Willis Hinton (1840-1924)

Written By Richard Carney

Little of Willis Hinton’s childhood is known.  What is known is that in January 1840 Willis Hinton was born a North Carolina slave.  As an adult, he earned the respect of many in High Point, who affectionately called him “Uncle Willis.”

In 1868, Hinton moved to High Point to start working as a section hand for the North Carolina Railroad, laying track being between Jamestown and High Point.  Hinton worked for Captain W. H. Snow in his bobbin and shuttle block factory (Bobbins are devices to wind thread, and shuttles carry thread through looms).  Hinton worked there until an injury forced his resignation.  Hinton then embarked on an entrepreneurial career.

Little by little, Hinton accumulated property.  By 1883, Hinton saved enough money to open a café on High Point’s South Main Street.  In 1888, Hinton sold his prosperous café to open the Hinton Hotel.
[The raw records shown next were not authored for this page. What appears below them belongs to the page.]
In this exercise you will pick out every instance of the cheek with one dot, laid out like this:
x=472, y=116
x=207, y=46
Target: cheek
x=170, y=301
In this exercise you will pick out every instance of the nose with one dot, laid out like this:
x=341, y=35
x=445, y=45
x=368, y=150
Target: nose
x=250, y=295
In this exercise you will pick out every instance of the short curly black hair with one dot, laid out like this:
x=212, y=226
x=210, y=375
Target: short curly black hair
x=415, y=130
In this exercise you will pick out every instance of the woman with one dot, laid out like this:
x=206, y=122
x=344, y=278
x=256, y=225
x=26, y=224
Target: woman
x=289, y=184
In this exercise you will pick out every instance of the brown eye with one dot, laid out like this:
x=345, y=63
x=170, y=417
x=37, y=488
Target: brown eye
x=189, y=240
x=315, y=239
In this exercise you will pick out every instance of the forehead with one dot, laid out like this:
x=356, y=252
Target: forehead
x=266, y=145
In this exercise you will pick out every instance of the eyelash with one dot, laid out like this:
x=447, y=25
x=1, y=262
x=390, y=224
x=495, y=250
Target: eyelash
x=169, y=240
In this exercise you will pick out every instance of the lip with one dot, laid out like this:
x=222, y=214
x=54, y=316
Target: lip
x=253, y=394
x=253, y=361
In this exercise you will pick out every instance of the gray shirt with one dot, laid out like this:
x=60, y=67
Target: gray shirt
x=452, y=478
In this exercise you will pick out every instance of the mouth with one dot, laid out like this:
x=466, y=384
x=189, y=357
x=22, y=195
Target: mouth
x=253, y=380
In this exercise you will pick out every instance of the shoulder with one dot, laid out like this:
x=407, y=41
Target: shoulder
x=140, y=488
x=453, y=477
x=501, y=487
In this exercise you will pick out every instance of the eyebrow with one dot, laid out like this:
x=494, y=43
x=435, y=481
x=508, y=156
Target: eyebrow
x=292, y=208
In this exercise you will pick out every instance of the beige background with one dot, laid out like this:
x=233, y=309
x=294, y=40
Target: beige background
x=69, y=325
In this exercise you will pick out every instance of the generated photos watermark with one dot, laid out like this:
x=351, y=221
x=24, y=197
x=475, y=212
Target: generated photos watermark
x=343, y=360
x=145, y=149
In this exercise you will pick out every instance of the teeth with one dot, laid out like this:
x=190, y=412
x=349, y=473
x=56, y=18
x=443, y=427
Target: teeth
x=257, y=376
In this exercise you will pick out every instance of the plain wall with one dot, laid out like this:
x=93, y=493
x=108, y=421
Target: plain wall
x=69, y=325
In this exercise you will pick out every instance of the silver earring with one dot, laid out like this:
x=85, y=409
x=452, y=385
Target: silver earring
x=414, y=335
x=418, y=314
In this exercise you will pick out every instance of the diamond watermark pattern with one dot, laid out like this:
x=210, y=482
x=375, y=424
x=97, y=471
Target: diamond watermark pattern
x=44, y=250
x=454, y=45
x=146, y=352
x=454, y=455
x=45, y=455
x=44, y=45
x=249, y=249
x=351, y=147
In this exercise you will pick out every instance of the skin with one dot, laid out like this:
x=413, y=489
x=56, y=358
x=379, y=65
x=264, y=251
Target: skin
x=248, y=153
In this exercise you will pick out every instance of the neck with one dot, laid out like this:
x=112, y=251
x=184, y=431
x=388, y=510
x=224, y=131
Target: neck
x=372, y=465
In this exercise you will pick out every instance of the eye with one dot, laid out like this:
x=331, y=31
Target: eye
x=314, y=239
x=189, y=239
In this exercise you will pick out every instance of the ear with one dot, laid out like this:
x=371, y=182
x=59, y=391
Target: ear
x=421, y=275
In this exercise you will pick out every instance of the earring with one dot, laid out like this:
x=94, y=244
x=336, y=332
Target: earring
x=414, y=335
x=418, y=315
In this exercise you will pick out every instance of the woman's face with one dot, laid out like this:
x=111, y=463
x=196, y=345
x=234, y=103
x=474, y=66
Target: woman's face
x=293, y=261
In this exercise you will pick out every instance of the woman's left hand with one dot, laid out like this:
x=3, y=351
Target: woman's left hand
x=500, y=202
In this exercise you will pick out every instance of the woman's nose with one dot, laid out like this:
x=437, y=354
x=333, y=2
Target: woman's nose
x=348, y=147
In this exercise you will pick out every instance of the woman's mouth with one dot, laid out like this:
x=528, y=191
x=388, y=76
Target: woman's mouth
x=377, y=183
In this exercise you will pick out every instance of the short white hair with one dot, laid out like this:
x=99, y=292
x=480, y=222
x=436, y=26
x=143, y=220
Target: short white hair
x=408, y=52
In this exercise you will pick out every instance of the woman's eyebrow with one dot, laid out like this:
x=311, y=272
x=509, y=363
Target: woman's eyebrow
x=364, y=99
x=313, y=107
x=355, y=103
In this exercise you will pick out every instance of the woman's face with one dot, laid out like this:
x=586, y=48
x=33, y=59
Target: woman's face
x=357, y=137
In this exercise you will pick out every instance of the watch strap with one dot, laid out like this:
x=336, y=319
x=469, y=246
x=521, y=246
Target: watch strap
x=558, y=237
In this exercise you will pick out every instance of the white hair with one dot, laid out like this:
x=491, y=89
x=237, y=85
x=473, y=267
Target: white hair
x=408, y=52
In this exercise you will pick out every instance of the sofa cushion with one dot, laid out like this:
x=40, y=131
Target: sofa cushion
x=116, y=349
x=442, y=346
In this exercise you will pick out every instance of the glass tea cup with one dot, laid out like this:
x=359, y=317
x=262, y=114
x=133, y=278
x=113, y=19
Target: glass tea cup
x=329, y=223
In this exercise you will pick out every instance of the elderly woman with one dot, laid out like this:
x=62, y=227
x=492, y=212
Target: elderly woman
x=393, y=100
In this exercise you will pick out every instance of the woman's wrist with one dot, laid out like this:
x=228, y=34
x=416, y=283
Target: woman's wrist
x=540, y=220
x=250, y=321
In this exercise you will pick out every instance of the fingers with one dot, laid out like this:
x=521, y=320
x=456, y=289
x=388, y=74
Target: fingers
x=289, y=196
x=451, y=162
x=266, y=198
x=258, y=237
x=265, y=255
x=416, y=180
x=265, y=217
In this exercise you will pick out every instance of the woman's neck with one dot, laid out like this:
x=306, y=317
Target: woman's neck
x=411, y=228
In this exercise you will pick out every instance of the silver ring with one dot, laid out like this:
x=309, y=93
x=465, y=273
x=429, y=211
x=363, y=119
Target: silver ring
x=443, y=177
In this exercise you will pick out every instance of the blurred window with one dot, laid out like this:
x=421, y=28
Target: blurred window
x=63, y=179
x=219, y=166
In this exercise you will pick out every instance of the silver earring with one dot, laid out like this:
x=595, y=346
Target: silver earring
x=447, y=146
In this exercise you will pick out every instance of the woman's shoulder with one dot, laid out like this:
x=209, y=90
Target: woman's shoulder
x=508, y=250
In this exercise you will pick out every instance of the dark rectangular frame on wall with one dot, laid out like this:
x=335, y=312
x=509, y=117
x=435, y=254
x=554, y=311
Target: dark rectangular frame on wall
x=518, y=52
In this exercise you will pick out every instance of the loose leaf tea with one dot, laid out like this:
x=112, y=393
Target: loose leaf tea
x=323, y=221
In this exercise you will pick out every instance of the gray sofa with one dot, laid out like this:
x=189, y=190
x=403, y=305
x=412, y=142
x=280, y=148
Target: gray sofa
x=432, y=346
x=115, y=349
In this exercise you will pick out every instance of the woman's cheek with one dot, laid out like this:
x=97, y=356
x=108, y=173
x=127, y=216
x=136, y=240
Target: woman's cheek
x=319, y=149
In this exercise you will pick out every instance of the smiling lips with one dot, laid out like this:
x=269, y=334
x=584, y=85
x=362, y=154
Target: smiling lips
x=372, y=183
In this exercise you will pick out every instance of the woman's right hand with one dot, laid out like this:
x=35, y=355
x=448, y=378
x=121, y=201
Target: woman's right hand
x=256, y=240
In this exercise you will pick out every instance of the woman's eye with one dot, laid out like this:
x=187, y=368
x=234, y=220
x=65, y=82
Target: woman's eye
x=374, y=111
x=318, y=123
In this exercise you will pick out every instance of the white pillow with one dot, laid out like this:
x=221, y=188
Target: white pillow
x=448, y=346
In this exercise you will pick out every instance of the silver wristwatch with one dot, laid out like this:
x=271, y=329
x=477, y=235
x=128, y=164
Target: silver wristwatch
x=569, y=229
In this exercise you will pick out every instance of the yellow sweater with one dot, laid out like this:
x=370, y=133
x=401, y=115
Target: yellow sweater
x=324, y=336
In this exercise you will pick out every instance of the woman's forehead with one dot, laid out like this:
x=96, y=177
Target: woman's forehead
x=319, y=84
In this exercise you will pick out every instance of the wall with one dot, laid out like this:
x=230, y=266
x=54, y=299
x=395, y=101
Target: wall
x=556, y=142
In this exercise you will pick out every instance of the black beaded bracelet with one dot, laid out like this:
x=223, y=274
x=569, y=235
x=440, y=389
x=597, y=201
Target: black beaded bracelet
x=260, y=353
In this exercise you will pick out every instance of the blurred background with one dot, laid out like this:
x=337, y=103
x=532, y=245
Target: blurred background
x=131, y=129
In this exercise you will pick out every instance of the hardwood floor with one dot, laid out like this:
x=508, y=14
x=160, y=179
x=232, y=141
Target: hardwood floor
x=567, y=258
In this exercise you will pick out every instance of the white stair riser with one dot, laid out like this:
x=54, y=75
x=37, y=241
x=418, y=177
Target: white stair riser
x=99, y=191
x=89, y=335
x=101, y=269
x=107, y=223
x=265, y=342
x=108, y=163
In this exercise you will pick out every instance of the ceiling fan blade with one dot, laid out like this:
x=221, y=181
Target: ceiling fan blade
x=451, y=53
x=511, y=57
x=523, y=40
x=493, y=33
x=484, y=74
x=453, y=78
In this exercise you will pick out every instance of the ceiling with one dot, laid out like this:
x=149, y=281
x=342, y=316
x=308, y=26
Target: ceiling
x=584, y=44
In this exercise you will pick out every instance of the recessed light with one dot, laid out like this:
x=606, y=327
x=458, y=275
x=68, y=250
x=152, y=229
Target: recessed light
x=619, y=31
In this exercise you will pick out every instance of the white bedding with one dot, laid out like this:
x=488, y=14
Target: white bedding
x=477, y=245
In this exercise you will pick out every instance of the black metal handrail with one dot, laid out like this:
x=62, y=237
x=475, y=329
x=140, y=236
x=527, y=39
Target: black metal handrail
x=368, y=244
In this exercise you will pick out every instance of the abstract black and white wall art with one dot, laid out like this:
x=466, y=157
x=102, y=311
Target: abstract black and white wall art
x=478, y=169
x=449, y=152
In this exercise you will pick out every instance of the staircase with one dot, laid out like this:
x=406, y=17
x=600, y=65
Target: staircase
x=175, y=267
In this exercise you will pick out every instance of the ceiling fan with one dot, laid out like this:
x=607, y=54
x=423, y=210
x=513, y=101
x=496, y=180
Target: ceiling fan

Located on Washington Street, the eleven-room establishment was the first black-owned hotel in High Point; Hinton owned and operated it until his death. 

Business savvy must have run in the family, for Hinton’s brother, Albert Miller, was also a successful businessman.  (Hinton and Albert had different names, for in slavery, different masters owned them.)  From 1874 to 1877, Miller operated a brickyard that supplied bricks for many of the buildings in High Point.

Hinton was a religious man, who remained as enthusiastic and committed in his personal life as in his business endeavors.  In Clark’s Collection of Historical Remembrances, Stephen C. Clark noted that Hinton “carried a cane which he used frequently to tap some man on the leg and ask: ‘Are you a follower of Jesus, Sir?’”  Hinton married Sallie in 1875 and remained with her until his death in 1924.

In spite of his illiteracy, Hinton was a successful entrepreneur.  He ran two flourishing businesses when African Americans struggled for equality and respect and to participate in a free market where each held his own.